Скрудж — это компаньон Марли: «Ну и сквалыга же он был, этот Скрудж! Вот уж кто умел выжимать соки, вытягивать жилы, вколачивать в гроб, загребать, захватывать, заграбастывать, вымогать… Да, он был холоден и тверд, как кремень, и еще никому ни разу в жизни не удалось высечь из его каменного сердца хоть искру сострадания. Скрытный, замкнутый, одинокий — он прятался как устрица в свою раковину. Душевный холод заморозил изнутри старческие черты его лица, заострил крючковатый нос, сморщил кожу на щеках, сковал походку, заставил посинеть губы и покраснеть глаза, сделал ледяным его скрипучий голос… Казалось, даже собаки, поводыри слепцов, понимали, что он за человек, и, завидев его, спешили утащить хозяина в первый попавшийся подъезд или в подворотню, а потом долго виляли хвостом, как бы говоря: „Да по мне, человек без глаз, как ты, хозяин, куда лучше, чем с дурным глазом“».
Скрудж презирает доброту, веселье и праздники; под Рождество к нему пришел бедный племянник и сказал, что будет праздновать, — он его обругал: нечего зря деньги тратить; пришли люди просить на благотворительность — всех обругал и заперся в Рождественскую ночь один дома, как всегда. Но ночь вышла странная.
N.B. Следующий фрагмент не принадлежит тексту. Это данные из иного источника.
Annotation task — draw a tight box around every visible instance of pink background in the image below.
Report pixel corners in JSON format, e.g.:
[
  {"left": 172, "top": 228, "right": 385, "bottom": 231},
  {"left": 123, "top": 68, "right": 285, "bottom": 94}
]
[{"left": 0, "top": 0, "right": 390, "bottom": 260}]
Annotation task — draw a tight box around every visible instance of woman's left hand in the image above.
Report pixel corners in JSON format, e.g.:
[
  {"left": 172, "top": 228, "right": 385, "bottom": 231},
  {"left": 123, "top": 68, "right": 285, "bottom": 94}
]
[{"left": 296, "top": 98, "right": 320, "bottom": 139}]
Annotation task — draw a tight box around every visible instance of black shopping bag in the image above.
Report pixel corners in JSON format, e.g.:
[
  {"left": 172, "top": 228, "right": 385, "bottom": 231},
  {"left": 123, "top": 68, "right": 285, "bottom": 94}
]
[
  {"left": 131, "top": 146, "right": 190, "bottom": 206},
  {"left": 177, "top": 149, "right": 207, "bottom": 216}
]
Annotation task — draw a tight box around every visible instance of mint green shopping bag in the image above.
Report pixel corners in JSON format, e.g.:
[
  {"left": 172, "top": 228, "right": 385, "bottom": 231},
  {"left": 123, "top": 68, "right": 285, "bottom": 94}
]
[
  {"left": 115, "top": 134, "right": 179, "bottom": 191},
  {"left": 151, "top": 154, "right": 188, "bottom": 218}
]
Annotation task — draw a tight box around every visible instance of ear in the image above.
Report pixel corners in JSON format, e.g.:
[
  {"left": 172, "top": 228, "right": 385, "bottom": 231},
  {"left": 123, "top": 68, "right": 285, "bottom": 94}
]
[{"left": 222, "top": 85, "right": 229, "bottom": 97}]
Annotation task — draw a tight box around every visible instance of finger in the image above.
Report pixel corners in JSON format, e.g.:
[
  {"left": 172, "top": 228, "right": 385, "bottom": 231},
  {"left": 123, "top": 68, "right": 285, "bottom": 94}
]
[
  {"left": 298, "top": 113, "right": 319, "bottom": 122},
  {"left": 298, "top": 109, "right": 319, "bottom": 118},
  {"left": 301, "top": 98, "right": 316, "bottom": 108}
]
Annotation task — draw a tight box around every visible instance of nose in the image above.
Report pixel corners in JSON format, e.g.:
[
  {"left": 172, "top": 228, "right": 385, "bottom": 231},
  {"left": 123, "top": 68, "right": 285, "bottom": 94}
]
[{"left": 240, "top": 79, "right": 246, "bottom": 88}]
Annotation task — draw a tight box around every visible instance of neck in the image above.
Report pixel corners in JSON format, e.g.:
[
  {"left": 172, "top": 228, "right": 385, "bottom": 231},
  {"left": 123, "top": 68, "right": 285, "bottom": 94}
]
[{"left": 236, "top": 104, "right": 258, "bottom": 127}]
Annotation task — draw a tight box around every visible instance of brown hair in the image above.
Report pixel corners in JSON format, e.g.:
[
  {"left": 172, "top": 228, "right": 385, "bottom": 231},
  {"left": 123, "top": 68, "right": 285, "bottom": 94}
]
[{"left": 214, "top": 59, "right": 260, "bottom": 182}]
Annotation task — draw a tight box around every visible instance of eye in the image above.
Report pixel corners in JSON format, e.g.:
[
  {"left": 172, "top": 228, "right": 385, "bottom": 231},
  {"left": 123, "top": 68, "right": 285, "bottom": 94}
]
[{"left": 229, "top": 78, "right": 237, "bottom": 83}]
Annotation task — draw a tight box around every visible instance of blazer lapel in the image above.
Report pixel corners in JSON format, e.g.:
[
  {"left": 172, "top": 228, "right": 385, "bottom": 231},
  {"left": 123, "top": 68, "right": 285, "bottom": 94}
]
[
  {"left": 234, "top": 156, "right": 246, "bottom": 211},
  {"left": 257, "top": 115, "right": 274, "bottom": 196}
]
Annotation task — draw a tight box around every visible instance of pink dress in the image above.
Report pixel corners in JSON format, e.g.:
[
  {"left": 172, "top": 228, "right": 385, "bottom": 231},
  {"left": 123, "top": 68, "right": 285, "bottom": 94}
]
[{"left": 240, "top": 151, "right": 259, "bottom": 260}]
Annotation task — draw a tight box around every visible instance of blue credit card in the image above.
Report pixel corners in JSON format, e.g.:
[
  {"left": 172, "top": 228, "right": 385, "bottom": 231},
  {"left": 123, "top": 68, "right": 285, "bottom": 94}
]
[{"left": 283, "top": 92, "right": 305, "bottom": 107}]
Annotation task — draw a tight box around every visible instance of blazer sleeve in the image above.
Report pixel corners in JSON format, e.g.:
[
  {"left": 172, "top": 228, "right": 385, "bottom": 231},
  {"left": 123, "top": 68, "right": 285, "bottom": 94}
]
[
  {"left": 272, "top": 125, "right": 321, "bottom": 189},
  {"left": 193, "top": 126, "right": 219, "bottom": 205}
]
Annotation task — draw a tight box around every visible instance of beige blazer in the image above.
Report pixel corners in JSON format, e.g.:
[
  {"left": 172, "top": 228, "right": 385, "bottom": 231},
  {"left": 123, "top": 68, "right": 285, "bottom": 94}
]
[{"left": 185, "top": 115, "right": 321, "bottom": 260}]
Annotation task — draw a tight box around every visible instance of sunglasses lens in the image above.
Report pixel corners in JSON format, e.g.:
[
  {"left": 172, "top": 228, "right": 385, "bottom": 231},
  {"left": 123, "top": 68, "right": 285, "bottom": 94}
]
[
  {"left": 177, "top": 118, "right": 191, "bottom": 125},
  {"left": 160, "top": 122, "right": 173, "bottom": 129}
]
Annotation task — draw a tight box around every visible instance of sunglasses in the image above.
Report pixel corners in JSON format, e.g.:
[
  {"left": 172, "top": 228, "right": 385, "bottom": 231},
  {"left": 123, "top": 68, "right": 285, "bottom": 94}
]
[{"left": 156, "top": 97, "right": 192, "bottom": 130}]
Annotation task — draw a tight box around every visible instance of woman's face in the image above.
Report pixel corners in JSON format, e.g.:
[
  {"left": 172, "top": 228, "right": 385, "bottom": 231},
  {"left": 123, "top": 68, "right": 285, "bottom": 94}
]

«А теперь пусть мне кто-нибудь объяснит, как могло случиться, что Скрудж, вставив ключ в замочную скважину, внезапно увидел перед собой не колотушку, которая, кстати сказать, не подверглась за это время решительно никаким изменениям, а лицо Марли. Оно не утопало в непроницаемом мраке, как все остальные предметы во дворе, а напротив того — излучало призрачный свет, совсем как гнилой омар в темном погребе. Оно не выражало ни ярости, ни гнева, а взирало на Скруджа совершенно так же, как смотрел на него покойный Марли при жизни, сдвинув свои бесцветные очки на бледный, как у мертвеца, лоб. Только волосы как-то странно шевелились, словно на них веяло жаром из горячей печи, а широко раскрытые глаза смотрели совершенно неподвижно, и это в сочетании с трупным цветом лица внушало ужас. И все же не столько самый вид или выражение этого лица было ужасно, сколько что-то другое, что было как бы вне его. Скрудж во все глаза уставился на это диво, и лицо Марли тут же превратилось в дверной молоток».